The sixth chapter was titled ‘Revolution’, Karl Wratschko commented;

1919 was one of the most revolutionary years in the C20th. In this year there was revolutionary activity in many different countries of Europe as well as in Egypt.

From Hungary we had a film by Mihály Kertész [later Michael Curtiz] My Brother is Coming (Jön az öcsém), adapted from a revolutionary poem,

released barely two weeks after the proclamation of the world’s second communist republic . . .

‘My Brother is Coming’

From the opposite standpoint came Die Bolschewistischen … (Germany) which depicted the killing by the Bolsheviks in Ukraine of the opposition in the Civil War. A German newsreel showed the street battles during the Spartacist uprising in Berlin. A  second included the funeral of one of the Spartacist leaders Rosa Luxemburg.

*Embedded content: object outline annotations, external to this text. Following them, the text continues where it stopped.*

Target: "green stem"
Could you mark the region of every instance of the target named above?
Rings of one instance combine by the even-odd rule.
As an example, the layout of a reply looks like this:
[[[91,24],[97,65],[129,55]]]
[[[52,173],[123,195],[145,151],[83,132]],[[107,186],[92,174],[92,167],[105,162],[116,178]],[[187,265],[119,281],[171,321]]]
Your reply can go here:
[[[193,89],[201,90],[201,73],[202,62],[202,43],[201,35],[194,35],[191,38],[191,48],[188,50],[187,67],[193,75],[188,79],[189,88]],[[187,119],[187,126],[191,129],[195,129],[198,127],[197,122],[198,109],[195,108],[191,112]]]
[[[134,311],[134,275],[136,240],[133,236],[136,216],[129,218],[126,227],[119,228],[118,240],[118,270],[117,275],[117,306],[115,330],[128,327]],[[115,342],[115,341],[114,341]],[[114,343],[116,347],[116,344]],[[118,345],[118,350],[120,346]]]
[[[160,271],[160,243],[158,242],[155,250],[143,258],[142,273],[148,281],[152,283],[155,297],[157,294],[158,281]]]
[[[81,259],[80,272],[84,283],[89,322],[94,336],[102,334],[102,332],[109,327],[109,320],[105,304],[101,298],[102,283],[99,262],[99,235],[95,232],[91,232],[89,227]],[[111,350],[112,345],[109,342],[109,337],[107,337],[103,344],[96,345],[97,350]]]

‘Nature, Humour, Science’ provided a sense of a cinema visit in the early C19th.

. . . for nearly two decades, . . . [this] meant not seeing a long story . . . , but some 10 to 15 short films from  a wide range of genres and with maximum diversity in aesthetic impact and emotional register; . . . (Mariann Lewinsky in the Festival Catalogue).

So we had non-fiction, newsreel, adverts and comedy. There was the famous and staged signing of the United Artists incorporation with the stars gathered round Chaplin. From the Soviet Union ‘The Funeral of Vera Kholodnaya, a major star of the Russian silent cinema, including films with Evgeni Bauer. The adverts were animated films from a French pioneer, Robert Lortac. And among the comedies was Seff Kostet 24,50 dollar groteske von seff (Austria). This followed the adventures of a tailor’s dummy and its human look-a-like.

Dummy or human?

The final part of the programme was a serial screened in parts, morning and evenings, at the Modernissimo. This is an underground cinema waiting restoration but extremely atmospheric and [seemingly] the coolest spot in Bologna. I Topi Grigi is an Italian production starring and directed by Emilio Ghione. A major star Ghione played Za la Mort, a master of disguise, who has eight episodes to outwit and bring to justice the ‘Grey Rats’ of the title. As always in serials there were cliff-hanging ends of episodes, a variety of criminal enterprises, a changing cast of villains and victims and a final denouement between hero and arch-villain. Following the whole serial was a commitment but a bonus was that one would hear nearly all of the ensemble of talented musicians who accompany the silent screenings.